Sugar cane was introduced to Barbados by the Dutch in 1640. At the time it provided Britain with sugar, rum and molasses. The sugar cane industry then became the backbone of the Barbados economy from the seventeenth century to the mid twentieth century, making it one of the world’s biggest sugar industries after starting the cultivation.

As the industry developed into its main commercial enterprise, Barbados was divided into large plantation estates that replaced the small holdings of the early English settlers. A majority of the plantations had their own mill which was used for grinding the cane, extracting the juice and processing it. The raw sugar was then shipped to Britain where it was refined into a variety of products.

By the nineteenth century there were just over ten sugar factories where the cane was harvested manually and then loaded for transport to the factories for production. This is now done mechanically.

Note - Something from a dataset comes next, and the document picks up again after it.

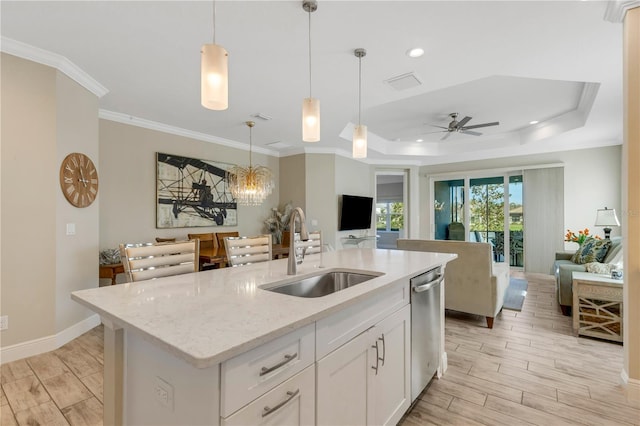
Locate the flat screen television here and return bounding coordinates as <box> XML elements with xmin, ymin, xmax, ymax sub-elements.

The sugar industry in Barbados started to decline when the cost of sugar production on the island escalated and the price of sugar on the international market plummeted. This caused closure for most of the factories. Today only two factories are still in operation, Andrews Sugar Factory in St. Joseph and Portvale Sugar Factory in St. James.

Over the years there have been other problems causing a decline in the sugar cane industry such as with the start of mechanisation, competition from larger scale producers, and reduction in preferential trading agreements with Britain and Europe.